Opinion
No. 2:13-cv-01282-KJM-AC
03-30-2015
ORDER
Manpower Inc. requests the court clarify or reconsider its order granting the plaintiffs' motion for class certification. Mot. Recons., ECF No. 204. Manpower seeks assurances that order did not certify a class against it. Plaintiffs argue in opposition that Manpower's silence to date on class certification was strategic and should be construed as an admission that certification against it is proper. Opp'n 1-2, ECF No. 206. Manpower has replied. ECF No. 208. After considering the parties' briefing, the court took the matter under submission without holding a hearing and now grants the motion.
This action was removed to this court in June 2014 after the California court granted the plaintiffs leave to join Manpower and other defendants. Not. Removal 1, ECF No. 2. The complaint was amended after removal. Sixth Am.

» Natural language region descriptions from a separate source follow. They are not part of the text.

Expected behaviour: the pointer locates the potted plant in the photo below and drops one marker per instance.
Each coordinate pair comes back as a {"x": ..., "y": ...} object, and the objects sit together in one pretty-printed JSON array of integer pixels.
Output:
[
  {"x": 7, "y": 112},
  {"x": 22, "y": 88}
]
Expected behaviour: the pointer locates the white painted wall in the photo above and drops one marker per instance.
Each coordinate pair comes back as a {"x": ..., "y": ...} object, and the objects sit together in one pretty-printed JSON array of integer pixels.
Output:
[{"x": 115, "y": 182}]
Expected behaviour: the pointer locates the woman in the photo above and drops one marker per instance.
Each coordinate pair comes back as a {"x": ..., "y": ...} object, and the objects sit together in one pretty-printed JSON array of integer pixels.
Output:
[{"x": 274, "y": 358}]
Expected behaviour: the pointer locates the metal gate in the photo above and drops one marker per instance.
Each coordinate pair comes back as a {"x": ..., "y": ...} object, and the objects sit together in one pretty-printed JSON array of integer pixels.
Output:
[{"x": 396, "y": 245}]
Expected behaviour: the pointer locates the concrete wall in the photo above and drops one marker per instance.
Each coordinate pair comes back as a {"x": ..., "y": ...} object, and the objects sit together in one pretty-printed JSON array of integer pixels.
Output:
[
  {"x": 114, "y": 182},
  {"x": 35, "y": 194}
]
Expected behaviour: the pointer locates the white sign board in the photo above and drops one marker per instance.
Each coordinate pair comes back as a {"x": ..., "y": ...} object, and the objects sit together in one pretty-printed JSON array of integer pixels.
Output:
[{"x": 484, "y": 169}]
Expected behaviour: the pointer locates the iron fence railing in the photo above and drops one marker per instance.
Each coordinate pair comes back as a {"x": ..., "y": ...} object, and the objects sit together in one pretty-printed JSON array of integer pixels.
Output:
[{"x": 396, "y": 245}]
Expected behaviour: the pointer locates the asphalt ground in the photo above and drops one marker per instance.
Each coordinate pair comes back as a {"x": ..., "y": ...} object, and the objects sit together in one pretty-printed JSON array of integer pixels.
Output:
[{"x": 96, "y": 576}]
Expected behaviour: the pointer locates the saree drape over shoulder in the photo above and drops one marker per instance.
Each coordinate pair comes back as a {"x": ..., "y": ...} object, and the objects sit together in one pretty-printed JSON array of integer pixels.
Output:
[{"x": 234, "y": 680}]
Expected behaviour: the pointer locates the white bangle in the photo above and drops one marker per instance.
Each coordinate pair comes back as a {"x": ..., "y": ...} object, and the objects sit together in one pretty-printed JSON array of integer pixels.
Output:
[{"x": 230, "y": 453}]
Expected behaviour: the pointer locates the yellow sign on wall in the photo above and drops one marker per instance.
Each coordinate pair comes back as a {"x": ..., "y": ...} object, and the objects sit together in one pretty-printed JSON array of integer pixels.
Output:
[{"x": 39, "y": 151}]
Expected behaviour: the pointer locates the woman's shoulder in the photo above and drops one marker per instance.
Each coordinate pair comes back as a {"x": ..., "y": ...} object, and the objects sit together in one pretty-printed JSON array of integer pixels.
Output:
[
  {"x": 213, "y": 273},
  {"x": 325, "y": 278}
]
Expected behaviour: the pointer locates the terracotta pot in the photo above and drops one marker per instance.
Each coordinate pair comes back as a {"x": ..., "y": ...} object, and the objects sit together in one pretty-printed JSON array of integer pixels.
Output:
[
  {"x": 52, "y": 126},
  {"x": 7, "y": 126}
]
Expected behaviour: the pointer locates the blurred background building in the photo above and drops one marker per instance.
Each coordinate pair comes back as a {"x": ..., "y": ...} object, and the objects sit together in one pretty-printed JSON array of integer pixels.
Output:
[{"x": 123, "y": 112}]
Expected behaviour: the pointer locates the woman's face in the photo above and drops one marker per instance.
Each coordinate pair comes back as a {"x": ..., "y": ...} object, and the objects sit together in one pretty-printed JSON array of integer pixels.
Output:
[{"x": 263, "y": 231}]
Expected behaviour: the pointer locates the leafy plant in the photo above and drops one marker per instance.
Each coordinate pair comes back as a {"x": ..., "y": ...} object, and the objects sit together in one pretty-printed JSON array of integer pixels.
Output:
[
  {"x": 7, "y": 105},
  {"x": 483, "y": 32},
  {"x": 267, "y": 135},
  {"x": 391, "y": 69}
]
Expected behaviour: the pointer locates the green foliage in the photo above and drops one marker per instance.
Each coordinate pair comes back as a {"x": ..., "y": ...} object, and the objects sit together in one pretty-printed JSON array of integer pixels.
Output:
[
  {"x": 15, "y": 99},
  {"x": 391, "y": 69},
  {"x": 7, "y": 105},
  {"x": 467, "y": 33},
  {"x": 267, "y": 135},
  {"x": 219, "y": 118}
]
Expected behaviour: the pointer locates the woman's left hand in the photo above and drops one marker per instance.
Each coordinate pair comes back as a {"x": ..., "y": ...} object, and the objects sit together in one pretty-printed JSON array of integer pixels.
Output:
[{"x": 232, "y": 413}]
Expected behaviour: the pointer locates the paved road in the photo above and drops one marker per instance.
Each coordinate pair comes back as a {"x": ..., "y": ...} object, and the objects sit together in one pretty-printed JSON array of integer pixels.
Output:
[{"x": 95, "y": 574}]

Compl., ECF No. 33. Before Manpower filed a responsive pleading, defendant Taylor Farms Pacific, Inc. filed a motion to dismiss, ECF No. 13, which the court granted in part and denied in part, ordering the plaintiffs to file a seventh amended complaint, Order, ECF No. 76. Manpower requested and received leave to file a responsive pleading twenty-one days after filing of the seventh amended complaint. Stip. & Prop. Order, ECF No. 90; Minute Order, ECF No. 91. Manpower filed a motion to dismiss on November 25, 2013. ECF No. 121.
In the meantime, the plaintiffs had filed a motion for class certification on October 4, 2013. ECF No. 56. The plaintiffs' motion for class certification did not specifically address the certification of any class action against Manpower. Manpower did not oppose that motion. The plaintiffs' reply brief does refer to Manpower, although not by name:
Two of the [f]our labor agencies named as Co-Defendants decided not to file an opposition to Plaintiffs' motion for class certification, and there is good reason. Frankly, Defendants Abel Mendoza Inc. and Slingshot Connections ignore their duty to obtain wages owed to the putative class members who worked for them by opposing this motion for class certification. In addition, they ignore case law where the joint employer doctrine was certified with respect to the very types of claims in this action. Thus, the claims should be certified against the Co-Defendants as well.Reply Class Cert. 15:13-20, ECF No. 112 (citation omitted). The motion for class certification was granted in part on February 10, 2015. Order, ECF No. 200. The court's order does not mention Manpower except to cite its April 2014 motion to dismiss and later joinder in TFP's motion for summary judgment. Id. at 3 & n.3.
"Parties seeking class certification bear the burden of demonstrating that they have met each of the four requirements of Federal Rule of Civil Procedure 23(a) and at least one of the requirements of Rule 23(b)." Ellis v. Costco Wholesale Corp., 657 F.3d 970, 979-80 (9th Cir. 2011). Until that showing, no departure is made from the rule "that litigation is conducted by and on behalf of the individual named parties only." Wal-Mart Stores, Inc. v. Dukes, 131 S. Ct. 2541, 2550 (2011) (citations and internal quotation marks omitted).
Here, because the plaintiffs have not yet carried this burden as to Manpower, the court clarifies its previous order does not certify any class against Manpower. The plaintiffs cannot have carried their burden by indirect reference in their reply brief only. Neither does Manpower impliedly consent to certification by remaining silent in the face of a motion presenting no evidence or argument against it. Nevertheless, to the extent the court's order denied certification for lack of sufficient evidence, it did so without prejudice. Order Feb. 10, 2015, at 43:6-16. A renewed motion may therefore present evidence in pursuit of class certification against Manpower.
IT IS SO ORDERED. DATED: March 30, 2015.